CalPERS uses a variety of globally recognised data providers to measure companies’ green activity including Financial Times Stock Exchange, HSBC and MSCI and Blomberg. The CalPERS team have sought out best practices supported by the Institutional Investor Group on Climate Change (IIGCC), the EU Sustainable Finance Disclosure Regulation (SFDR), and the European Securities and Markets Authority (ESMA).

Cashion said the allocation reflects CalPERS belief that “a green asset is a green asset regardless of corporate ownership” whereby even if a green asset sits on the balance sheet of an oil producer, it is still viewed as green.

He also reiterated the importance CalPERS places on engaging with oil and gas companies to promote sustainability at these corporations. Witness how CalPERS $5 billion allocation to a Climate Transition Index underweights oil and gas companies with no transition plan.

Frost said that CalPERS’ approach to assessing climate solutions has been iterative in a reflection of the emergence of best practices and additional data. “We wish things were easier. CalPERS has long supported clarity and consistency in climate investing definitions. We reject any suggestion that our methodology wasn’t well researched or independently authenticated,” she stated.

She also reiterated why CalPERS does not support climate divestment, something she called a “a symbolic act that not only ignores the value of climate transformations and investor engagement, but a possible breach of our fiduciary duty as required under the California Constitution.”
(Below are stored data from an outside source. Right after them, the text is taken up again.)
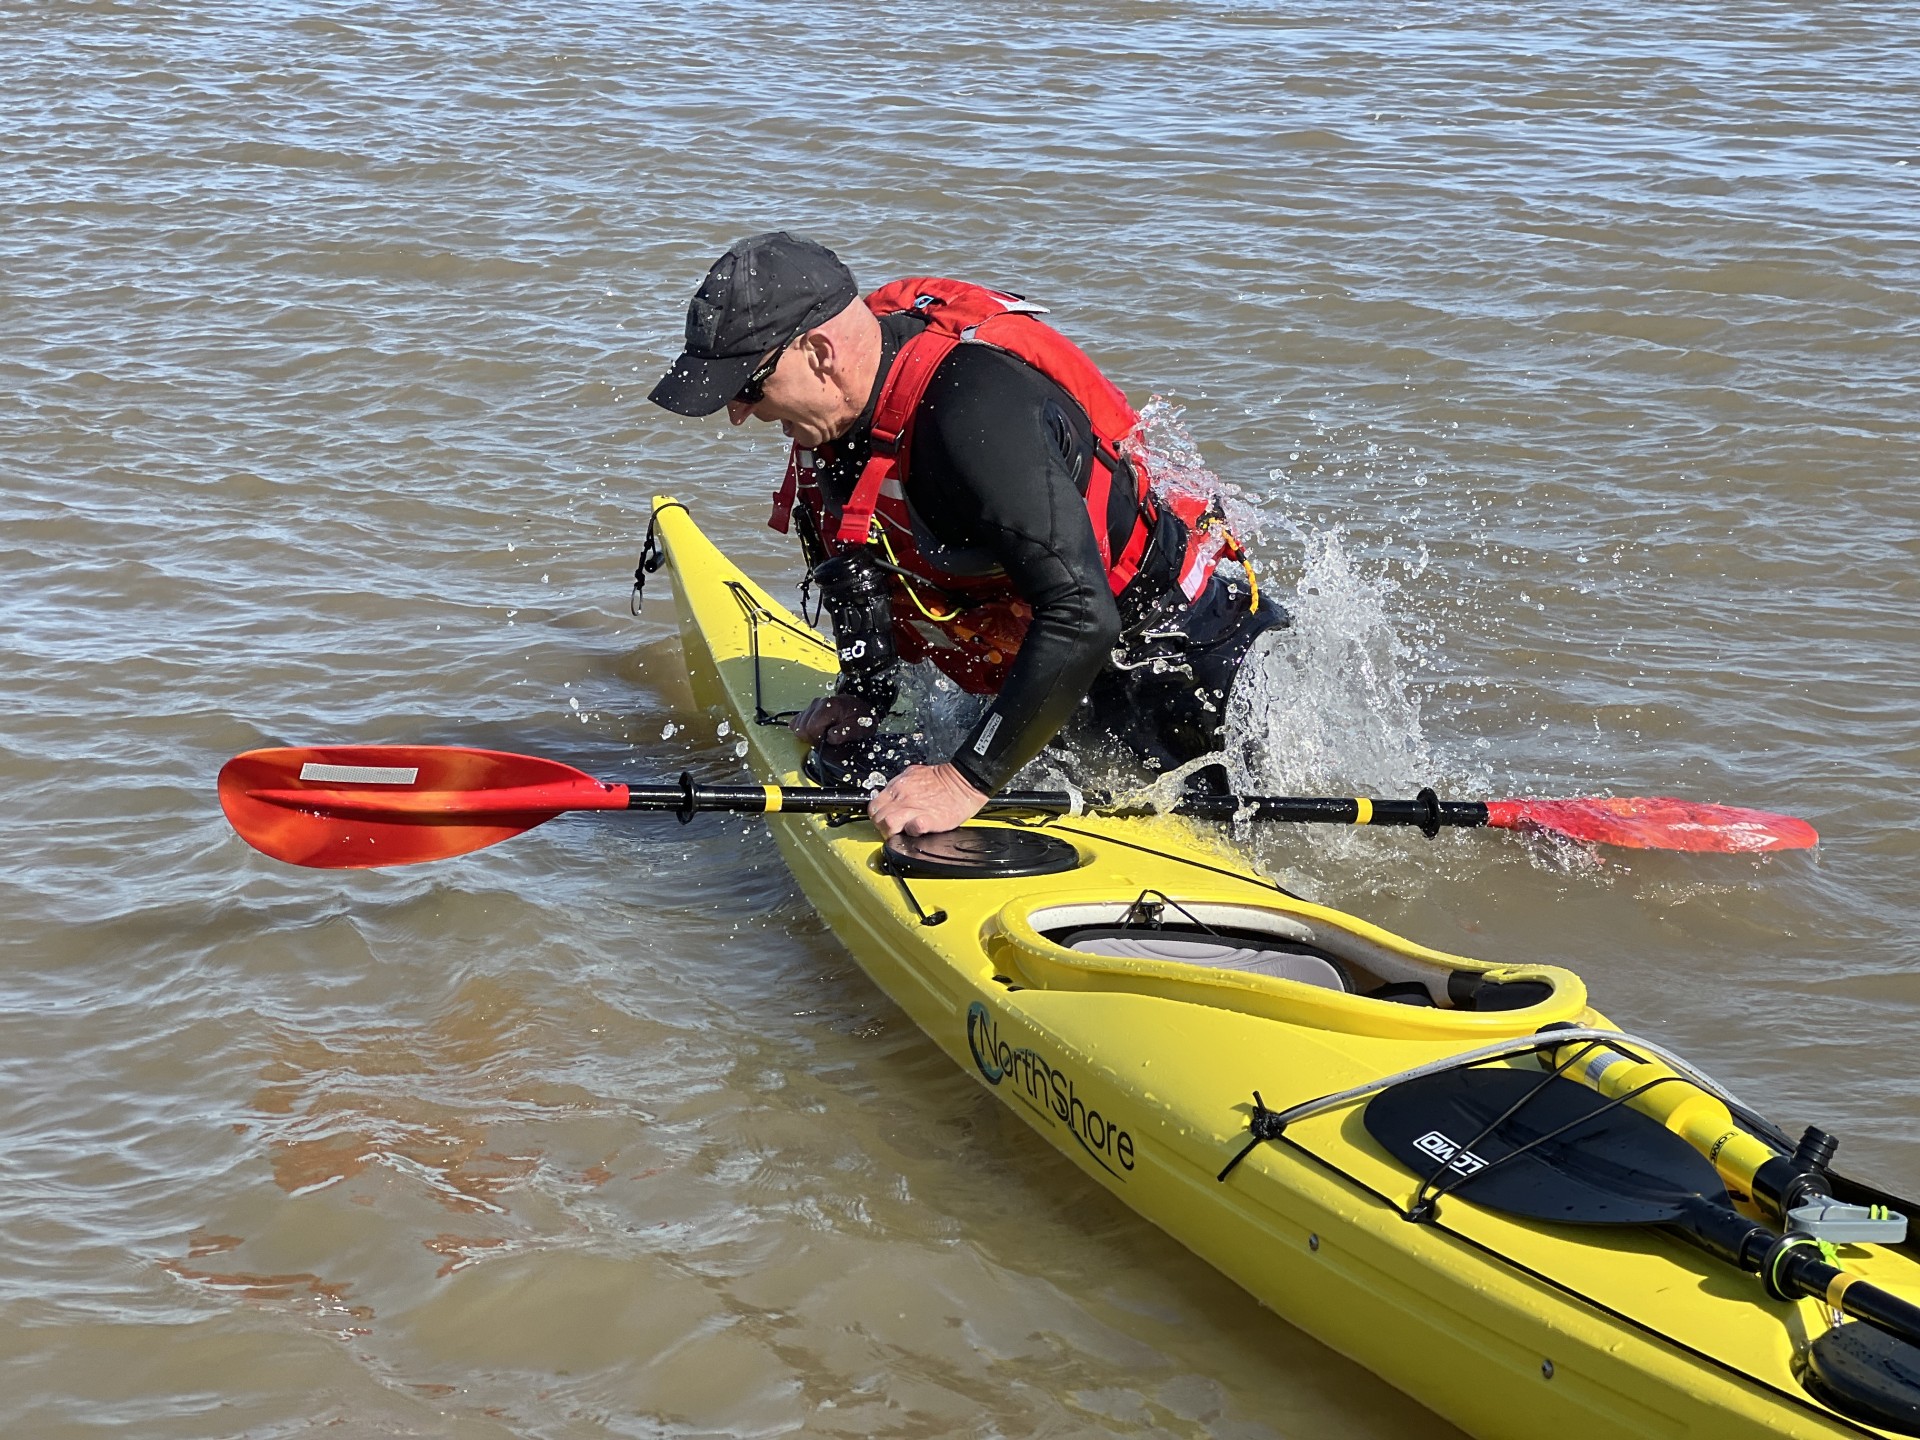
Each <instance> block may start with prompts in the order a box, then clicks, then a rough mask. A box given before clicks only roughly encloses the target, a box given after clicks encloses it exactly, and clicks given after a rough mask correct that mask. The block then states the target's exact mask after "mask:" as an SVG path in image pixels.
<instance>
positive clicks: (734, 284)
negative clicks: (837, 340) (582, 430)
mask: <svg viewBox="0 0 1920 1440" xmlns="http://www.w3.org/2000/svg"><path fill="white" fill-rule="evenodd" d="M858 298H860V288H858V286H856V284H854V282H852V271H849V269H847V267H845V265H841V263H839V255H835V253H833V252H831V250H828V248H826V246H818V244H814V242H812V240H795V238H793V236H791V234H787V232H785V230H774V232H772V234H756V236H753V238H751V240H741V242H739V244H737V246H733V248H732V250H730V252H726V253H724V255H722V257H720V259H716V261H714V265H712V269H710V271H707V278H705V280H703V282H701V288H699V290H697V292H695V294H693V303H691V305H687V348H685V351H684V353H682V355H680V359H676V361H674V369H670V371H668V372H666V374H664V376H662V378H660V384H657V386H655V388H653V392H651V394H649V396H647V399H651V401H653V403H655V405H659V407H662V409H670V411H672V413H674V415H712V413H714V411H716V409H720V407H722V405H726V403H728V401H730V399H733V396H737V394H739V388H741V386H743V384H745V382H747V376H749V374H753V367H755V365H758V363H760V359H762V357H764V355H766V351H770V349H774V348H776V346H783V344H787V342H789V340H793V336H797V334H801V332H804V330H812V328H814V326H816V324H824V323H826V321H829V319H833V317H835V315H839V313H841V311H843V309H847V307H849V305H851V303H852V301H854V300H858Z"/></svg>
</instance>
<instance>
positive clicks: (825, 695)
mask: <svg viewBox="0 0 1920 1440" xmlns="http://www.w3.org/2000/svg"><path fill="white" fill-rule="evenodd" d="M877 722H879V720H877V716H876V714H874V705H872V701H868V699H862V697H860V695H822V697H820V699H816V701H814V703H812V705H808V707H806V708H804V710H801V712H799V714H797V716H793V720H789V722H787V728H789V730H791V732H793V733H795V735H799V737H801V739H804V741H806V743H808V745H851V743H852V741H856V739H864V737H866V735H872V733H874V730H876V728H877Z"/></svg>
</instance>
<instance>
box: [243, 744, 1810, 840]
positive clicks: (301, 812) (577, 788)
mask: <svg viewBox="0 0 1920 1440" xmlns="http://www.w3.org/2000/svg"><path fill="white" fill-rule="evenodd" d="M870 799H872V795H870V793H868V791H864V789H816V787H803V785H695V783H693V780H691V776H682V778H680V783H678V785H612V783H605V781H599V780H593V776H589V774H586V772H582V770H574V768H572V766H568V764H561V762H559V760H541V758H536V756H530V755H509V753H505V751H474V749H465V747H453V745H321V747H313V749H275V751H248V753H246V755H238V756H234V758H232V760H228V762H227V766H225V768H223V770H221V806H223V808H225V810H227V818H228V820H230V822H232V826H234V829H236V831H240V837H242V839H246V841H248V845H252V847H253V849H257V851H263V852H265V854H271V856H273V858H275V860H286V862H290V864H300V866H317V868H324V870H359V868H371V866H397V864H413V862H419V860H444V858H447V856H453V854H467V852H468V851H478V849H482V847H486V845H493V843H495V841H503V839H507V837H509V835H518V833H520V831H522V829H532V828H534V826H540V824H543V822H547V820H551V818H553V816H557V814H566V812H568V810H670V812H674V814H678V816H680V818H682V820H691V818H693V816H695V814H701V812H733V814H772V812H776V810H787V812H799V814H847V816H854V814H860V812H864V810H866V804H868V801H870ZM1169 808H1171V810H1173V812H1175V814H1185V816H1194V818H1198V820H1281V822H1304V824H1331V826H1413V828H1419V829H1421V831H1425V833H1427V835H1438V833H1440V829H1442V828H1448V826H1463V828H1471V826H1492V828H1494V829H1532V831H1540V833H1548V835H1563V837H1567V839H1576V841H1586V843H1592V845H1624V847H1632V849H1667V851H1722V852H1753V851H1791V849H1805V847H1809V845H1812V843H1814V841H1816V839H1818V835H1814V829H1812V826H1809V824H1807V822H1805V820H1793V818H1791V816H1780V814H1766V812H1764V810H1740V808H1734V806H1728V804H1693V803H1690V801H1668V799H1634V797H1628V799H1586V801H1490V803H1484V804H1482V803H1478V801H1442V799H1440V797H1436V795H1434V793H1432V791H1430V789H1425V791H1421V793H1419V797H1417V799H1411V801H1367V799H1344V797H1317V799H1302V797H1283V795H1183V797H1179V799H1177V801H1175V803H1173V804H1171V806H1169ZM1089 810H1091V812H1098V814H1125V816H1131V814H1152V806H1146V804H1114V803H1110V801H1108V799H1106V797H1100V795H1085V797H1073V795H1068V793H1066V791H1006V793H1002V795H996V797H995V799H991V801H989V803H987V808H985V810H983V812H981V814H1081V812H1089Z"/></svg>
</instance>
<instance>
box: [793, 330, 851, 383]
mask: <svg viewBox="0 0 1920 1440" xmlns="http://www.w3.org/2000/svg"><path fill="white" fill-rule="evenodd" d="M799 344H801V346H803V348H804V349H806V365H808V369H812V372H814V374H818V376H822V378H824V376H829V374H837V372H839V361H841V353H839V346H837V344H835V342H833V336H831V334H828V332H826V330H808V332H806V334H804V336H801V342H799Z"/></svg>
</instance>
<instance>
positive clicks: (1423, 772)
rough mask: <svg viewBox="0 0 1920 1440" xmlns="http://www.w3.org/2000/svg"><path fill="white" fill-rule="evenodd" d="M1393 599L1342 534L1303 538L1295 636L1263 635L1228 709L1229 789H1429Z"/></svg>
mask: <svg viewBox="0 0 1920 1440" xmlns="http://www.w3.org/2000/svg"><path fill="white" fill-rule="evenodd" d="M1398 595H1400V586H1398V582H1396V580H1392V576H1388V574H1384V572H1373V574H1367V572H1363V570H1361V568H1359V564H1357V563H1356V559H1354V555H1352V549H1350V547H1348V538H1346V532H1344V530H1340V528H1331V530H1315V532H1308V534H1304V536H1302V559H1300V578H1298V582H1296V584H1294V593H1292V595H1290V597H1286V601H1284V603H1286V609H1288V611H1290V612H1292V618H1294V622H1292V628H1290V630H1281V632H1269V634H1267V636H1263V637H1261V643H1260V645H1258V647H1256V651H1254V653H1252V655H1250V657H1248V664H1246V668H1244V670H1242V672H1240V678H1238V682H1236V684H1235V689H1233V695H1231V697H1229V703H1227V770H1229V776H1231V778H1233V783H1235V789H1242V791H1248V793H1258V791H1269V793H1271V791H1279V793H1283V795H1311V793H1315V791H1325V789H1331V791H1334V793H1356V795H1379V793H1396V791H1402V789H1419V787H1421V785H1428V783H1432V781H1434V776H1436V772H1438V770H1440V764H1438V762H1436V758H1434V753H1432V747H1430V745H1428V743H1427V735H1425V732H1423V728H1421V701H1419V693H1417V689H1415V687H1413V685H1411V684H1409V674H1411V670H1413V668H1415V666H1417V662H1419V657H1417V651H1415V647H1413V643H1411V641H1409V639H1407V637H1405V634H1404V632H1402V624H1404V616H1400V614H1396V599H1398Z"/></svg>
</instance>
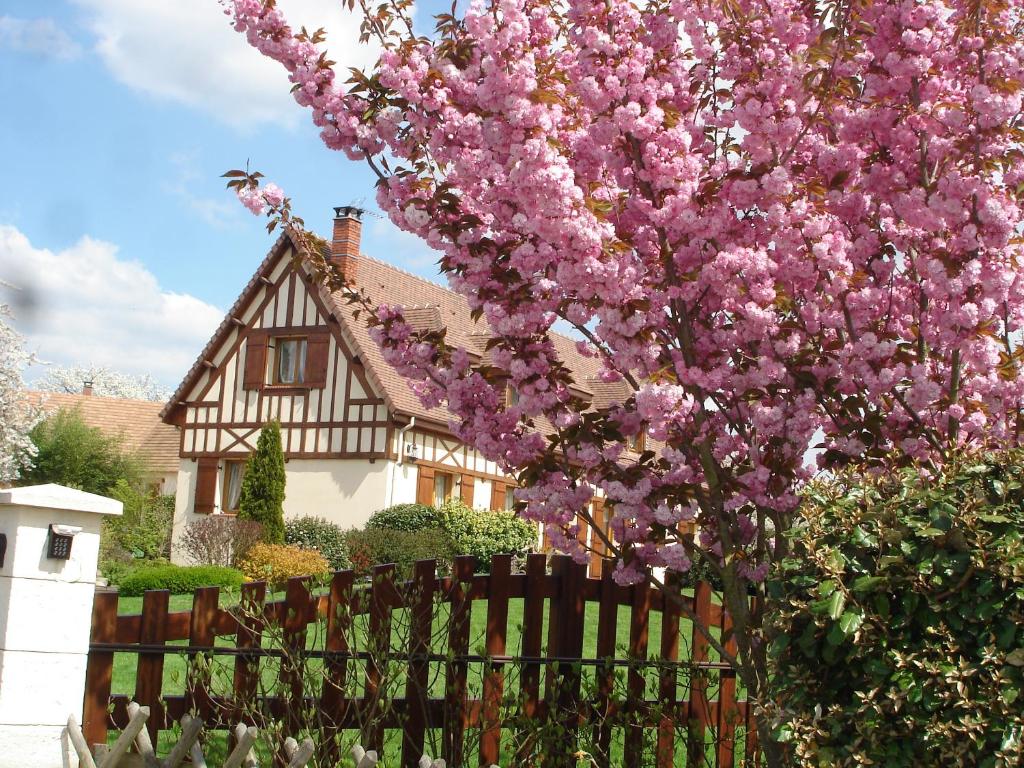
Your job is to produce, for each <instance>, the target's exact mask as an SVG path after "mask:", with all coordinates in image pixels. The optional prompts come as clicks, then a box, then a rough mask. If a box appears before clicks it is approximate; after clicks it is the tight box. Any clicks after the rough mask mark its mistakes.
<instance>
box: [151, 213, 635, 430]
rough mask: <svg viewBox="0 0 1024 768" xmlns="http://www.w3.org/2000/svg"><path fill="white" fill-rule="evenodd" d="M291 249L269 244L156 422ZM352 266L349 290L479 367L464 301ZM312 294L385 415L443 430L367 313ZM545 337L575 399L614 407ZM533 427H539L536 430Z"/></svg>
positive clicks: (594, 373)
mask: <svg viewBox="0 0 1024 768" xmlns="http://www.w3.org/2000/svg"><path fill="white" fill-rule="evenodd" d="M294 245H295V244H294V242H293V241H292V240H291V239H290V237H289V234H288V233H283V234H282V236H281V237H280V238H279V239H278V241H276V242H275V243H274V244H273V246H272V247H271V248H270V251H269V253H268V254H267V255H266V257H265V258H264V259H263V261H262V262H261V264H260V265H259V267H258V268H257V270H256V272H255V274H254V275H253V278H252V280H250V281H249V283H248V285H247V286H246V288H245V289H244V290H243V292H242V294H241V296H240V297H239V299H238V301H237V302H236V303H234V305H233V306H232V307H231V309H230V310H228V312H227V315H226V316H225V318H224V322H223V323H222V324H221V325H220V327H219V328H218V329H217V331H216V332H215V333H214V335H213V338H212V339H211V340H210V343H209V344H207V346H206V348H204V350H203V352H202V353H201V354H200V356H199V358H198V359H197V361H196V364H195V365H194V366H193V368H191V369H190V370H189V371H188V373H187V374H186V375H185V377H184V380H183V381H182V382H181V385H180V386H179V387H178V389H177V391H176V392H175V393H174V395H173V396H172V397H171V400H170V402H169V403H168V406H167V407H166V408H165V409H164V412H163V414H162V416H163V418H165V419H170V418H171V416H172V411H173V408H174V406H175V404H176V403H178V402H179V401H180V400H181V398H182V397H183V396H184V395H185V393H186V392H187V391H188V389H189V387H190V386H191V385H193V382H194V381H195V380H196V379H197V378H198V376H199V375H200V373H201V372H202V370H203V360H204V359H207V358H210V357H212V356H214V350H215V349H216V347H217V345H218V344H219V343H220V340H221V339H222V337H223V336H224V335H225V334H226V333H227V330H228V329H229V327H230V322H229V318H230V317H231V316H232V315H236V314H239V313H241V311H242V309H243V307H244V306H245V305H246V304H247V303H248V302H249V301H250V300H251V298H252V296H253V295H254V292H255V291H256V290H258V288H259V287H260V283H259V278H260V276H261V275H263V274H264V273H266V272H267V271H268V270H269V269H270V268H272V265H273V264H274V263H276V260H278V258H280V257H281V256H283V255H284V249H285V248H286V247H288V246H294ZM353 263H354V264H355V285H356V287H357V288H360V289H362V291H364V292H365V293H366V294H367V295H368V296H369V298H370V300H371V301H372V302H373V303H375V304H381V303H386V304H391V305H400V306H402V307H404V312H403V314H404V315H406V317H407V319H408V321H409V322H410V324H411V325H412V326H413V327H414V328H415V329H417V330H420V331H436V330H440V329H441V328H445V329H446V334H445V340H446V342H447V343H449V344H450V345H451V346H453V347H464V348H465V349H467V350H468V351H469V352H471V353H473V354H476V355H477V356H479V357H481V359H482V361H484V362H486V357H487V355H486V354H485V346H486V342H487V340H488V339H489V338H490V329H489V328H488V327H487V324H486V322H484V321H482V319H480V321H474V319H473V318H472V315H471V312H470V308H469V304H468V302H467V301H466V298H465V297H464V296H462V295H460V294H458V293H456V292H455V291H452V290H451V289H449V288H445V287H443V286H440V285H438V284H436V283H432V282H431V281H429V280H426V279H424V278H420V276H419V275H416V274H413V273H412V272H409V271H406V270H404V269H401V268H399V267H396V266H394V265H392V264H388V263H385V262H383V261H379V260H377V259H374V258H371V257H369V256H367V255H365V254H359V256H358V258H357V259H354V260H353ZM319 294H321V298H322V299H323V300H324V303H325V305H326V306H327V307H328V309H329V310H330V311H331V312H332V313H333V314H334V315H335V316H336V317H337V318H338V321H339V326H340V328H341V332H342V336H343V337H344V339H345V341H346V343H347V344H348V345H349V346H350V347H351V348H352V353H353V354H355V355H357V356H358V357H359V359H360V360H361V362H362V364H364V367H365V370H366V373H367V376H368V378H369V379H370V381H371V383H372V384H373V385H374V386H375V387H377V388H378V389H379V391H380V392H381V394H382V396H383V397H384V399H385V401H386V402H387V404H388V407H389V409H390V410H391V411H392V412H395V411H397V412H399V413H401V414H403V415H407V416H415V417H417V418H420V419H427V420H430V421H432V422H434V423H436V424H439V425H446V424H447V423H449V420H450V418H451V415H450V414H449V412H447V411H446V410H445V409H443V408H433V409H427V408H424V407H423V404H422V403H421V402H420V400H419V398H418V397H417V396H416V395H415V394H414V393H413V390H412V389H411V388H410V383H409V381H408V380H407V379H406V378H404V377H402V376H401V375H399V374H398V372H397V371H395V370H394V369H393V368H392V367H391V366H390V365H389V364H388V362H386V361H385V360H384V355H383V354H382V353H381V350H380V348H379V347H378V346H377V344H376V343H375V342H374V341H373V340H372V339H371V338H370V331H369V329H368V328H367V324H366V314H365V313H362V314H359V315H358V316H356V315H357V312H358V308H357V306H356V305H353V304H349V303H348V302H347V301H346V300H345V298H344V296H343V295H342V294H341V293H340V292H338V293H335V294H333V295H331V294H328V292H327V290H326V289H324V288H322V289H321V292H319ZM551 337H552V341H553V343H554V344H555V347H556V349H557V350H558V355H559V357H560V358H561V360H562V362H563V364H564V365H565V366H566V367H567V368H568V369H569V370H570V371H571V372H572V375H573V379H574V388H575V389H577V390H579V393H580V394H581V395H583V396H585V397H588V398H590V397H593V400H594V402H593V407H602V408H606V407H607V406H608V404H610V403H611V402H612V401H616V399H615V397H614V395H615V394H617V393H618V392H620V391H622V386H621V385H604V384H601V383H600V381H599V374H600V373H601V362H600V360H599V359H597V358H595V357H588V356H586V355H583V354H581V353H580V351H579V350H578V349H577V345H575V341H574V340H572V339H570V338H568V337H566V336H562V335H559V334H552V335H551ZM618 399H620V400H621V399H622V398H621V397H620V398H618ZM539 426H541V428H542V429H543V428H544V427H543V425H540V423H539Z"/></svg>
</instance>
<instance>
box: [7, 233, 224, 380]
mask: <svg viewBox="0 0 1024 768" xmlns="http://www.w3.org/2000/svg"><path fill="white" fill-rule="evenodd" d="M0 276H2V278H3V279H4V281H5V282H7V283H9V284H11V285H13V286H16V287H17V288H18V289H19V291H18V292H17V295H15V296H13V297H12V298H13V299H14V300H11V301H10V303H11V304H12V305H13V307H14V312H15V315H16V316H15V325H16V327H17V328H18V330H19V331H20V332H22V333H23V334H25V336H26V338H27V341H28V345H29V348H30V349H32V350H34V351H36V352H37V353H38V355H39V357H40V358H41V359H43V360H46V361H49V362H54V364H60V365H90V364H91V365H96V366H105V367H108V368H111V369H114V370H117V371H122V372H125V373H130V374H151V375H152V376H153V377H154V378H155V379H157V380H158V381H160V382H161V383H162V384H165V385H167V386H171V387H173V386H176V385H177V384H178V382H179V381H180V380H181V377H182V376H184V373H185V371H187V370H188V368H189V367H190V366H191V364H193V362H194V361H195V359H196V355H198V354H199V352H200V350H201V349H202V348H203V346H204V345H205V344H206V342H207V341H208V340H209V338H210V336H211V335H212V334H213V330H214V329H215V328H216V326H217V324H219V323H220V321H221V318H222V317H223V312H222V311H221V310H220V309H218V308H217V307H215V306H212V305H210V304H207V303H206V302H205V301H202V300H201V299H198V298H196V297H195V296H189V295H187V294H179V293H172V292H170V291H166V290H164V289H162V288H161V287H160V284H159V283H158V282H157V279H156V276H155V275H154V274H153V273H152V272H151V271H148V270H147V269H146V268H145V267H144V266H143V265H142V264H140V263H139V262H137V261H130V260H127V259H124V258H120V257H119V256H118V248H117V246H115V245H113V244H111V243H104V242H102V241H98V240H92V239H91V238H82V239H81V240H80V241H79V242H78V243H76V244H75V245H73V246H71V247H70V248H68V249H66V250H62V251H58V252H53V251H49V250H46V249H42V248H36V247H35V246H33V245H32V243H30V242H29V239H28V238H27V237H25V234H24V233H22V232H20V231H19V230H18V229H17V228H16V227H14V226H10V225H0ZM40 373H41V372H40ZM31 377H32V374H31V373H30V378H31Z"/></svg>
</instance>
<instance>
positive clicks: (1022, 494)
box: [769, 451, 1024, 768]
mask: <svg viewBox="0 0 1024 768" xmlns="http://www.w3.org/2000/svg"><path fill="white" fill-rule="evenodd" d="M801 515H802V518H803V520H802V523H801V524H800V525H799V526H798V527H797V528H796V529H795V530H794V531H792V532H791V535H790V536H791V538H792V539H793V542H792V543H793V546H794V556H793V557H792V558H791V559H787V560H786V561H784V562H783V563H782V567H781V568H780V569H779V572H778V573H777V574H776V578H775V579H774V580H773V581H772V582H770V584H769V589H770V594H771V596H772V597H773V598H774V599H775V600H776V601H777V605H778V606H779V607H778V610H777V611H774V621H773V623H772V625H771V628H770V629H771V632H772V633H773V637H774V638H775V639H774V640H773V642H772V645H771V646H770V652H771V656H772V658H773V660H774V665H775V670H774V681H775V684H776V686H777V695H778V700H779V703H780V706H781V708H782V709H781V716H782V717H781V720H782V723H783V724H782V726H781V728H780V735H781V736H782V738H783V739H785V740H786V741H787V742H788V743H790V744H791V745H792V749H793V751H794V753H795V757H796V758H797V762H798V764H799V765H809V766H825V765H827V766H859V765H885V766H922V765H928V766H962V765H971V766H979V767H980V768H989V767H996V766H1011V765H1020V764H1022V761H1024V746H1022V733H1021V728H1022V722H1024V719H1022V715H1021V713H1022V712H1024V697H1022V695H1021V694H1022V691H1024V451H1013V452H1010V453H1004V454H987V455H984V456H974V457H970V456H969V457H962V458H957V459H954V460H953V461H952V462H950V463H948V464H947V465H946V466H945V468H944V469H941V470H939V471H938V472H936V471H934V470H926V468H921V467H911V468H907V469H905V470H902V471H899V472H894V473H887V474H885V475H882V476H876V477H869V478H867V479H863V478H858V477H857V476H856V475H853V474H850V475H845V476H841V477H839V478H834V479H830V480H827V481H821V482H817V483H814V484H812V485H811V486H810V487H809V489H808V490H807V492H806V494H805V498H804V503H803V506H802V508H801Z"/></svg>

Her response underscores the challenges investors face balancing financial returns with their climate commitments. CalPERS believes that its influence can push polluting companies toward greener practices and support funding clean energy technologies. Yet transition progress is slow – and remaining invested is an essential return stream for CalPERS 2 million beneficiaries.

California Common Good also called for more details on the private equity, private debt, infrastructure and real estate holdings CalPERS classifies as climate solutions. The lobby group said this was particularly important given CalPERS has announced plans to increase private holdings to 40 per cent of its portfolio.